The edit on the hijab row limited itself to a warning on the political dangers of the controversy where support for the right of education seemed to have translated into inadvertent support for wearing the hijab from ‘well-meaning voices of modernity and liberalism’.
Shekhar Gupta said in his CTC that he tried to follow one principle, ‘Never do the wrong thing for the right reason,’ and this, from ThePrint’s perspective, was one such instance. Wearing the hijab is regressive — full stop.
The allusion to the Shah Bano case was a reminder of the Rajiv Gandhi government’s decision to overturn a Supreme Court ruling on the maintenance of a divorced Muslim woman that led, inexorably, to the Ayodhya movement and the rise of the BJP.
From this perspective, the 50-word edit was neither anti-Muslim women nor pro-BJP. By the way, Muslim women like Shabnam Hashmi, Ghazala Wahab and others have also voiced their opposition to wearing the hijab and the equivocation around it in this controversy.

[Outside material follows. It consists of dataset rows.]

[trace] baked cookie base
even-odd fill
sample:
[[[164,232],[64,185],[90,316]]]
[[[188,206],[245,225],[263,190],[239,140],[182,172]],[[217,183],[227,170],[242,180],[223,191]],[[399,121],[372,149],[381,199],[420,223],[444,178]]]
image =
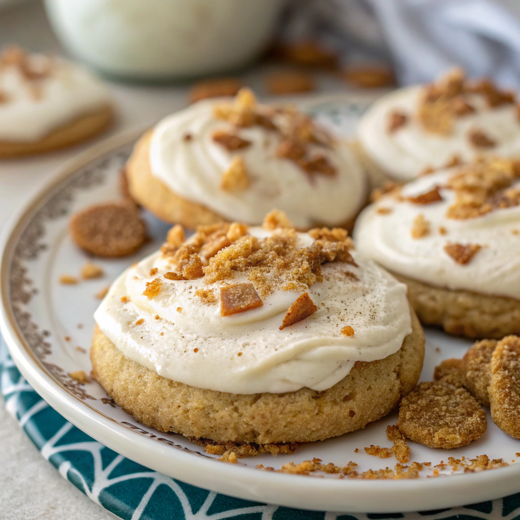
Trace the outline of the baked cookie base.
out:
[[[415,387],[424,336],[412,332],[384,359],[358,361],[331,388],[284,394],[228,394],[158,375],[125,356],[96,327],[90,349],[94,377],[123,409],[147,426],[219,443],[259,444],[322,440],[364,427],[388,413]]]
[[[43,153],[71,146],[104,132],[112,125],[114,118],[113,109],[107,105],[60,126],[39,141],[0,141],[0,159]]]
[[[134,201],[161,220],[172,224],[179,224],[188,229],[194,229],[198,226],[227,222],[205,206],[177,195],[152,174],[149,158],[152,132],[150,130],[147,132],[137,141],[126,163],[128,190]],[[361,209],[360,208],[359,211]],[[355,220],[355,216],[339,224],[336,227],[352,231]],[[259,225],[262,223],[255,224]],[[319,226],[319,223],[317,223],[312,227]]]
[[[472,340],[520,334],[520,300],[434,287],[395,272],[421,322]]]

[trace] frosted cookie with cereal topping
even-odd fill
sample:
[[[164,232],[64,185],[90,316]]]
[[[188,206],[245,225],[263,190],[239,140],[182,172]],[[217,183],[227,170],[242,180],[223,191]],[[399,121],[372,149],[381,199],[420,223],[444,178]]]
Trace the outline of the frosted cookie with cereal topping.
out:
[[[516,94],[460,69],[383,96],[360,122],[358,147],[372,176],[404,182],[479,155],[520,155]]]
[[[274,207],[298,229],[346,226],[367,197],[348,144],[294,108],[261,105],[248,88],[163,119],[136,145],[126,175],[136,202],[190,228],[259,225]]]
[[[160,430],[262,444],[362,428],[414,388],[424,336],[406,286],[343,229],[278,224],[187,240],[176,226],[114,282],[90,357],[116,402]]]
[[[18,47],[0,55],[0,158],[75,144],[113,118],[108,89],[82,68]]]
[[[470,338],[520,333],[520,163],[424,175],[366,208],[359,252],[408,285],[423,323]]]

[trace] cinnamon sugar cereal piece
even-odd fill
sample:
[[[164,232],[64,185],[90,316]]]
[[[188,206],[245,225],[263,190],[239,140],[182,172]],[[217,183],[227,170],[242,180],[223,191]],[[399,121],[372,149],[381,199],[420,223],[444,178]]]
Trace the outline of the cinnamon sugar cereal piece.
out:
[[[273,210],[264,217],[262,227],[264,229],[274,230],[278,228],[290,228],[292,227],[287,215],[280,210]]]
[[[477,148],[492,148],[497,142],[480,128],[472,128],[467,133],[467,138],[473,146]]]
[[[146,289],[143,291],[142,294],[148,300],[157,296],[162,288],[162,282],[160,278],[154,278],[151,282],[146,282]]]
[[[491,362],[489,401],[493,422],[520,439],[520,337],[506,336],[497,344]]]
[[[314,78],[302,71],[272,72],[266,78],[265,83],[267,92],[273,95],[310,92],[316,89]]]
[[[69,372],[69,375],[79,383],[90,382],[90,379],[88,379],[88,376],[85,373],[84,370],[76,370],[75,372]]]
[[[105,274],[103,269],[92,262],[88,262],[81,269],[81,277],[84,280],[100,278]]]
[[[225,191],[242,191],[249,186],[249,177],[244,160],[233,157],[231,164],[220,177],[220,188]]]
[[[449,383],[457,388],[465,386],[462,360],[456,358],[444,359],[435,367],[433,379],[437,381]]]
[[[380,448],[373,444],[371,444],[370,448],[365,448],[365,451],[367,455],[373,455],[380,459],[387,459],[392,456],[392,451],[388,448]]]
[[[102,300],[107,295],[107,293],[108,292],[108,290],[110,288],[110,285],[106,285],[98,291],[94,295],[98,300]]]
[[[412,238],[418,239],[430,234],[430,222],[424,218],[422,213],[413,219],[411,231]]]
[[[404,126],[408,121],[408,116],[400,110],[393,110],[388,114],[386,131],[389,134],[393,134],[400,128]]]
[[[195,295],[199,296],[202,303],[206,305],[217,303],[213,289],[198,289],[195,291]]]
[[[70,275],[62,275],[59,280],[60,283],[65,285],[74,285],[78,281],[77,278],[75,276],[71,276]]]
[[[225,130],[215,130],[211,138],[230,152],[246,148],[251,144],[251,141]]]
[[[252,283],[235,283],[220,288],[221,316],[244,313],[263,305]]]
[[[420,383],[402,398],[397,427],[412,440],[430,448],[469,444],[486,431],[486,413],[463,388],[444,381]]]
[[[391,451],[395,456],[397,462],[406,464],[410,460],[410,448],[406,444],[406,439],[397,427],[397,425],[386,426],[386,437],[394,443]]]
[[[190,90],[189,102],[194,103],[207,98],[235,96],[243,86],[236,77],[217,77],[196,83]]]
[[[279,329],[282,330],[298,321],[308,318],[318,310],[310,299],[308,293],[299,296],[291,305]]]
[[[409,201],[413,204],[432,204],[433,202],[438,202],[442,200],[443,197],[440,193],[439,193],[438,186],[436,186],[429,191],[421,193],[417,197],[407,197],[407,200]]]
[[[484,406],[489,406],[488,387],[491,380],[491,360],[497,343],[496,340],[477,341],[462,359],[464,386]]]
[[[458,264],[467,264],[478,251],[482,249],[478,244],[459,244],[449,242],[444,246],[444,250]]]
[[[395,85],[394,71],[383,67],[359,67],[343,73],[344,79],[361,88],[382,88]]]
[[[146,239],[146,228],[135,207],[115,202],[91,206],[76,213],[69,226],[80,248],[100,256],[135,252]]]
[[[166,241],[170,245],[180,248],[184,240],[184,230],[180,224],[176,224],[168,230],[168,233],[166,236]]]
[[[341,329],[341,333],[344,336],[353,336],[354,335],[354,330],[350,326],[350,325],[345,325],[345,327]]]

As for the freedom to choose, there is room for debate over whether the students in question wear the hijab out of choice or compulsion – history would suggest religion and patriarchy force women into making such a ‘choice’. But the individual’s freedom to choose cannot be discounted, entirely.
As Readers’ Editor, I believe ThePrint had the right to its opinion. It also has the right to decide what aspect of the controversy it addressed – you cannot criticise the edit for things it did not set out to say, only for what it did say.
Having said that, this was the only edit, on the hijab issue by ThePrint. As such, it did not clarify ThePrint’s position on the entire controversy as Shekhar Gupta did in his CTC. There, he categorically stated ThePrint’s support for the students’ inalienable right to education and said that Article 25 of the Constitution had been ‘violated’ by the Karnataka government.